RhoC negatively regulates VEGF-induced vascular permeability in zebrafish. (A,B) Using zebrafish cDNA, a probe to zebrafish RhoC (Rhoad) was created and in situ hybridization was performed on 24hpf zebrafish embryos. Multiple images were captured using a Zeiss Axioplan 2 microscope and overlayed in Photoshop, such that areas of focus were unmasked, to generate a composite image. Lateral (A) and superior (B) views are shown. DA, dorsal aorta; PCV, posterior cardinal vein; ISVs, anterior intersomitic vessels; NT, neural tubes. (C) Microangiography was performed on anesthetized 3dpf zebrafish embryos by injecting FITC–dextran (2000kDa) and Texas-Red–dextran (70kDa), VEGF was induced through heat exposure (when applicable), and extravasation of red tracer as a measure of zebrafish vascular permeability was live imaged using a ZEISS LSM 780 confocal microscope. Control, no MO injection and no VEGF induction; Cont MO, control MO injection; RhoC MO, Rhoad and Rhoae MO injection; Unind, no VEGF induction; VEGF, heat induction of VEGF transgene. (D) Quantification of extravasated red tracer. **P<0.05 (RhoC MO, VEGF Induced versus Control MO, VEGF Induced); *P<0.05 (RhoC MO, Uninduced versus Control; Control MO, VEGF Induced versus Control) (paired two-tailed Student′s t-test). Results are mean±s.d. (n=??).
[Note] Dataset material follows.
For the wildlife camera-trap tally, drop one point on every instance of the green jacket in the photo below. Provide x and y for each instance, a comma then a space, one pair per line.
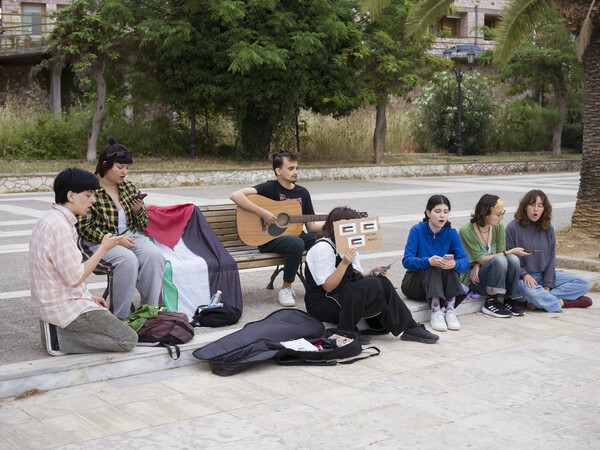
137, 319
MO-mediated RhoC ablation decreases β-catenin in the vessels of zebrafish. (A-B) RhoC (Rhoad/Rhoae) or control (std) MOs were injected into 1-2 cell stage Tg(Fli:GFP) zebrafish embryos. Embryos were collected at the indicated times, RNA was collected using an RNeasy Plus Mini Kit (Qiagen) and converted to cDNA, PCR was performed using the indicated oligonucleotide pairs, and visualized after running on an agarose gel. (A) Oligonucleotides were used to amplify Rhoad Exon 1-4 (A, left), Rhoad Exon 1-5 (A, middle) and loading control β-actin (A, right). (B) Oligonucleotides were used to amplify Rhoae Exon 2-5 (B, left) and loading control GAPDH (B, right). (C) RhoC (Rhoad/Rhoae) or control MOs were injected into 1-2 cell stage Tg(Fli:GFP) zebrafish embryos. At 3 dpf, the zebrafish were formalin-fixed, placed in OCT, frozen, sectioned with a microtome onto slide, stained with a primary β-catenin antibody followed by a corresponding secondary Alexa-Fluor 568 (red) antibody, and visualized using a Zeiss LSM 780 confocal microscope. Green: Tg(Fli:GFP); Red: β-catenin; Blue: DAPI-stained nuclei.